Du côté de l'économie

Sur les questions économiques, Mme Marois a eu plus de fil à retordre. Fébrile, elle a commis quelques lapsus, inventant un « Institut de la statistique du Canada », confondu exportations et importations, par exemple. La confrontation entre Philippe Couillard et François Legault a suscité quelques flammèches. Pour la chef péquiste, il n'y aura jamais eu autant de Québécois à l'emploi qu'actuellement. Jamais le nombre de bénéficiaires de l'aide sociale n'aura été aussi bas. Mais pour Philippe Couillard le Québec aura perdu 60 000 emplois en un an, pour Mme Marois 40 000 emplois sont apparus. Bref, la guerre de chiffres que se livrent les deux politiciens depuis plusieurs semaines déjà s'est poursuivie.

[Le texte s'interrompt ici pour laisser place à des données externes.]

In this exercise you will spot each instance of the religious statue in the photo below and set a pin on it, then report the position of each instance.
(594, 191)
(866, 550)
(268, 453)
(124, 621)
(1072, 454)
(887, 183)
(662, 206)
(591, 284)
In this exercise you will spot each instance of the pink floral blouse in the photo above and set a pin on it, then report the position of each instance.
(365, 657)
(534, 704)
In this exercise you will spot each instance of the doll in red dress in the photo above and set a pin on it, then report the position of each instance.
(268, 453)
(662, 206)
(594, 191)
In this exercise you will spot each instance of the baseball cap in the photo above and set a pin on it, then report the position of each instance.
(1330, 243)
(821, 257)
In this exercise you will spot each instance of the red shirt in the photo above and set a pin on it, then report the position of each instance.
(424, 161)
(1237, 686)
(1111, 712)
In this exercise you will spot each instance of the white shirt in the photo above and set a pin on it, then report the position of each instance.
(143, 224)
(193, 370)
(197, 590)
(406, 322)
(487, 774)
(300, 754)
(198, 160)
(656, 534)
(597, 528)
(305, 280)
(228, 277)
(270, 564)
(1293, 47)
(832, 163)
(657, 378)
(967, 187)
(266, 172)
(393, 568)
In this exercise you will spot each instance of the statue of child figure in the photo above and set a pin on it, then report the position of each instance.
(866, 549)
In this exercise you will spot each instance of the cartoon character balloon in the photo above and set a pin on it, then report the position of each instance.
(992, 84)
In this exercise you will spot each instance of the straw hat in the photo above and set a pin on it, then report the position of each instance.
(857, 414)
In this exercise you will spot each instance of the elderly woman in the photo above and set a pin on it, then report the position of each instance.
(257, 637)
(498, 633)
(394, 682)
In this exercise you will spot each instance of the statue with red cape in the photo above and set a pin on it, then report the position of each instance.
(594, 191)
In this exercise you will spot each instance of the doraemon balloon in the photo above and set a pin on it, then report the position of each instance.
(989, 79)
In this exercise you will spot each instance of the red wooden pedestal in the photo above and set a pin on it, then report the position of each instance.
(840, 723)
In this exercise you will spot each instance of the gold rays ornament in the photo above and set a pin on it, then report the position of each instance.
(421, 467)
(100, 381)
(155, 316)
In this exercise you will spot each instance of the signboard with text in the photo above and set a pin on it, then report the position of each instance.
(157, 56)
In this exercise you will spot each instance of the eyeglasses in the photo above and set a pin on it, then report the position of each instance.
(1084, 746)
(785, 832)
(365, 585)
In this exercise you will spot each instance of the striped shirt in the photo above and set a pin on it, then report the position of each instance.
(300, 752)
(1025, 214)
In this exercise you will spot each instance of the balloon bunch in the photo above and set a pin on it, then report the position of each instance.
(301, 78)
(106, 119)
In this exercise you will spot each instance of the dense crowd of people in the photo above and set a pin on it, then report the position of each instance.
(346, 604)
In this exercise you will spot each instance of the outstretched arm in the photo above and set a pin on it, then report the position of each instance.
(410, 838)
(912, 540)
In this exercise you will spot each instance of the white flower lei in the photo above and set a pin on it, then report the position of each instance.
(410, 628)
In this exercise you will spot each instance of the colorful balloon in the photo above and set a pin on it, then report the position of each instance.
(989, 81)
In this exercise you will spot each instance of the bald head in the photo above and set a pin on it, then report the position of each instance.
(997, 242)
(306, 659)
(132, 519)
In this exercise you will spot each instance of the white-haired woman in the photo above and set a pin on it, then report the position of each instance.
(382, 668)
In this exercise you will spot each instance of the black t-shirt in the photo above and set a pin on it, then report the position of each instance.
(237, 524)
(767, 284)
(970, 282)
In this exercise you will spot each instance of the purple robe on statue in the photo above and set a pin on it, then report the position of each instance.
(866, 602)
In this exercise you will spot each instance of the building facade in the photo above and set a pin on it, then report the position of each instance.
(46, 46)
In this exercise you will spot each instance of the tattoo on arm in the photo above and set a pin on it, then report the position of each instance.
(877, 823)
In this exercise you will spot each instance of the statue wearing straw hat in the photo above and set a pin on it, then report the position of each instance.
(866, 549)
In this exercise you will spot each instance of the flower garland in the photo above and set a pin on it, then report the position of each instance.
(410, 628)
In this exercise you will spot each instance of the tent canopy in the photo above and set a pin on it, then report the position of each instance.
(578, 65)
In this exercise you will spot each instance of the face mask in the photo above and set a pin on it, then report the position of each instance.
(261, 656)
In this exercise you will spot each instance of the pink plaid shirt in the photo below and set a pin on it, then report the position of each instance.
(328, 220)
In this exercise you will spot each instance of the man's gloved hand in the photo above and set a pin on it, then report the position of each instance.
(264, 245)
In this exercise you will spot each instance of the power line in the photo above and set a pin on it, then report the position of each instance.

Pour marquer son point, Philippe Couillard a confronté sa rivale « si cela va si bien, pourquoi manque-t-il 900 millions dans les coffres au chapitre de l'impôt sur le revenu ! ».

« À cause de l'inflation », de répliquer la chef péquiste, pour qui la situation au Québec se compare à l'Ontario. « Non, c'est parce que le monde travaille pas. C'est basic, ils ne paient pas d'impôt ! » Sur ces mots, François Legault a renchéri : « Depuis que vous êtes au pouvoir, il ne s'est créé aucun emploi. » Le chef caquiste n'a pas hésité à marteler à de nombreuses reprises la nécessité de baisser les impôts de la famille moyenne. À ses yeux, les subventions à l'énergie éolienne constituent une dilapidation des fonds publics, chaque emploi de 48 000 $ aura coûté 200 000 $ en subvention. Sans ménagement, il a accusé Mme Marois d'avoir trahi sa parole en maintenant une taxe santé pour les salariés qui gagnent plus de 18 000 $ par année.